The indictment does not offer specific proof that Clemens ever used the banned drugs, but alleges that he lied to Congress when he rejected the claims of others who said he had used the substances. Those claims grew from a 2007 report on doping in baseball that alleged that Clemens had "used anabolic steroids on multiple occasions in 1998, 2000 and 2001, and HGH on multiple occasions in 2000."
I don't know enough about Clemens to care that much about the issue, and it will all come down to a boring he-said-he said legal confrontation. We can either believe Clemens that he didn't take the stuff or his trainer that he did.
But the whole "performance-enhancing" drug controversy is pretty interesting. I've never been quite as outraged by the whole thing as others seem to think we all should be. I'm not quite in the "What's the big deal?" category, but close. What's the difference between an athlete who impermissably enhances his performance and one who does so in a way that doesn't cross the line? And where is that line anyway between trying hard to perform at peak and cheating? What's the difference between taking a hormone and doing body building for eight hours a day? Why don't we ban cortisone, since that "artificially" relieves joint pain? Shouldn't Bobby Knight face arrest or at least censure for having his players pack up on carbs the day before a game? What about students who cheat by taking No Doz so they can stay awake for a test?
That's just the soft skepticism of idle thought, however; I could probably be moved by a good argument. I reserve my hard line for Congress, lying to which is the only criminal charge Clemens is facing.
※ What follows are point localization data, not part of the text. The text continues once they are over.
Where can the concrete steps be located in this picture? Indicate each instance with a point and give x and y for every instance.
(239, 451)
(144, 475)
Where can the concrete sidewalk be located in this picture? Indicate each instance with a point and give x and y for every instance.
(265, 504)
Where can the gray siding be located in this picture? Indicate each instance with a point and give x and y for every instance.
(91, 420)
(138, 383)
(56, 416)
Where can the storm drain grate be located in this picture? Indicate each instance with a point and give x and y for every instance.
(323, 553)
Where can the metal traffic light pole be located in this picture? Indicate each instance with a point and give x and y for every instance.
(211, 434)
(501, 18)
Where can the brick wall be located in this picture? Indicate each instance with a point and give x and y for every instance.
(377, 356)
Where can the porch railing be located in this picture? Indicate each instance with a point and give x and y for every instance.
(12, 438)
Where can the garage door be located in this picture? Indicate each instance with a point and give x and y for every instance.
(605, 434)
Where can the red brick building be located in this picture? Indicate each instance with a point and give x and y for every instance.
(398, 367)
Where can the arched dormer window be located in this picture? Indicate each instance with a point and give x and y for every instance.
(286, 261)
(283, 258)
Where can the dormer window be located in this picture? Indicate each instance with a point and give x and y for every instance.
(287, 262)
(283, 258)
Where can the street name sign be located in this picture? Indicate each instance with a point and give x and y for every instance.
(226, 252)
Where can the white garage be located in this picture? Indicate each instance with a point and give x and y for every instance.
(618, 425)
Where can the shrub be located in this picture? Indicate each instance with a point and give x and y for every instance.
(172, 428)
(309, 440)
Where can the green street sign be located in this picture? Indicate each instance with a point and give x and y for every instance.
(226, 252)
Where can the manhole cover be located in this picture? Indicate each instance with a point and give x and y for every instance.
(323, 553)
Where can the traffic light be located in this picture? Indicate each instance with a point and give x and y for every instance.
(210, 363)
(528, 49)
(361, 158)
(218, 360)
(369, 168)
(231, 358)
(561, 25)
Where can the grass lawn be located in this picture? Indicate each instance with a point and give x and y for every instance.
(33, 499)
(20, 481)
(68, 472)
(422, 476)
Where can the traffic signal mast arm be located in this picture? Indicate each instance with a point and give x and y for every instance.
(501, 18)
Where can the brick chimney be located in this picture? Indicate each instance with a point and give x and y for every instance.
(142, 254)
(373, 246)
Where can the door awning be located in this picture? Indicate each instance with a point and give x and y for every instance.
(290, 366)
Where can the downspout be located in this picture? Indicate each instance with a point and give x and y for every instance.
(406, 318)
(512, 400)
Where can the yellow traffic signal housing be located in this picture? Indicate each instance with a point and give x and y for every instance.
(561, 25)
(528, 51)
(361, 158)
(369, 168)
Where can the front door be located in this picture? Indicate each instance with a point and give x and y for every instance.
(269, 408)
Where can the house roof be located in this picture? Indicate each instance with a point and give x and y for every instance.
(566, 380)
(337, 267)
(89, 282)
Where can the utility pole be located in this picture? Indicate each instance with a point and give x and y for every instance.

With all the godawful mess members of Congress make of everything they touch, why in the world are they messing with performance-enhancing drugs in professional sports? How dare they haul American citizens before a committee of posturing fools and threaten them with contempt charges. I have trouble even writing "truth" and "member of Congress" in the same sentence without having a seizure.
Maybe a little decimation would straighten them out. Just kidding. Once in a while I just feel like playing the Brad Pitt card.